Just a day after Retrophin (RTRX) announced a $100 million financing the U.S. FDA has approved its Cholbam (cholic acid) for pediatric and adult patients with bile acid synthesis disorders due to single enzyme defects, and for peroxisomal disorders. With the approval also comes a Priority Review Voucher, the last of which was sold to Gilead Sciences (GILD) for $125 million in 2014.

Retrophin acquired exclusive rights to Cholbam in mid-January, paying $5 million up front and agreeing to an additional $36 million if Cholbam were approved. Announced on Wednesday, Retrophin will make this payment with $27 million in cash and approximately 661,278 shares of Retrophin common stock (initially valued at $9 million at the time of the agreement), and Asklepion is still eligible to $37 million in cumulative sales milestones, as well as tiered royalties on sales of the drug.

The PRV can be applied to any drug candidate to expedite the FDA’s review from the standard 10 months, to 6 months.The vouchers are transferable (sellable), and the most recent public sale was done at $125 million, from Knight Therapeutics to Gilead in November 2014. Regeneron (REGN) recently used a priority review voucher to expedite the review of alirocumab, the company’s cholesterol-lowering PCSK9, leaping months ahead of rival Amgen’s (AMGN) similar drug, evolocumab. For a potential multi-billion product, an early start on the competition is valuable time.
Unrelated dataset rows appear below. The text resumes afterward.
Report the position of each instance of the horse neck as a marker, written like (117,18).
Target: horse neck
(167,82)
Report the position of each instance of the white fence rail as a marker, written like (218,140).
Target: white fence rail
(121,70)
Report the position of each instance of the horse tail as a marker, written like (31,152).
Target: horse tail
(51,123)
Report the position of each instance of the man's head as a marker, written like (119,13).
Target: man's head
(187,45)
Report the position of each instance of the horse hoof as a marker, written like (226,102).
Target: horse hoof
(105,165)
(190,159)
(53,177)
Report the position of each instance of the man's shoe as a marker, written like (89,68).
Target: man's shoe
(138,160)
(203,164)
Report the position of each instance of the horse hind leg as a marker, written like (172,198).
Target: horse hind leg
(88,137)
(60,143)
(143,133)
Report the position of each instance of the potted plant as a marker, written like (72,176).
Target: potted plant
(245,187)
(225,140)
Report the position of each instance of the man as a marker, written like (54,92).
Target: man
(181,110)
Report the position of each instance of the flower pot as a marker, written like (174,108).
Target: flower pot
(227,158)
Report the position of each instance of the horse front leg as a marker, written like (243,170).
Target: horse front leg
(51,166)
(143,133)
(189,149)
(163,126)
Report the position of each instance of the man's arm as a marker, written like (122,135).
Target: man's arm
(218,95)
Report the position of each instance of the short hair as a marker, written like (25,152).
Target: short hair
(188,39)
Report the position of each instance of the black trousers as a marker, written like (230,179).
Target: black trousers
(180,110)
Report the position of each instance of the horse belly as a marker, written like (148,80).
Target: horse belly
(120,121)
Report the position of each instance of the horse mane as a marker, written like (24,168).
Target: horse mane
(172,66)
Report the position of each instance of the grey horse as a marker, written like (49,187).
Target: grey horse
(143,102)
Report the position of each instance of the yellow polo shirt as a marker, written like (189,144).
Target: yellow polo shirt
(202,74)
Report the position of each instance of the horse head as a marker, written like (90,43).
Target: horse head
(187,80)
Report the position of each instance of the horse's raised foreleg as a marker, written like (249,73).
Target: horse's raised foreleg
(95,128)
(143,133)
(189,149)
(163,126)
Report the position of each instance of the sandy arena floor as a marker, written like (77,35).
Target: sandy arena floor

Retrophin announced on Monday that it plans to sell 5.1 million shares of its stock in a secondary offering. Assuming a price of $18-$19 and including the underwriter’s over-allotment option, the deal could gross $100-$110 million. The company ended 2014 with $27.8 million in cash/equivalents. The secondary offering has yet to price.

With 31.1 million shares to be outstanding after the stock offering and an additional 661,278 issuable to Asklepion, re-selling the PRV at the same price that Gilead paid last year would net about $4 per outstanding share. On a fully diluted basis, this is closer to $3. Investors did the math on Wednesday morning and RTRX was up 30% to $19 before the bell.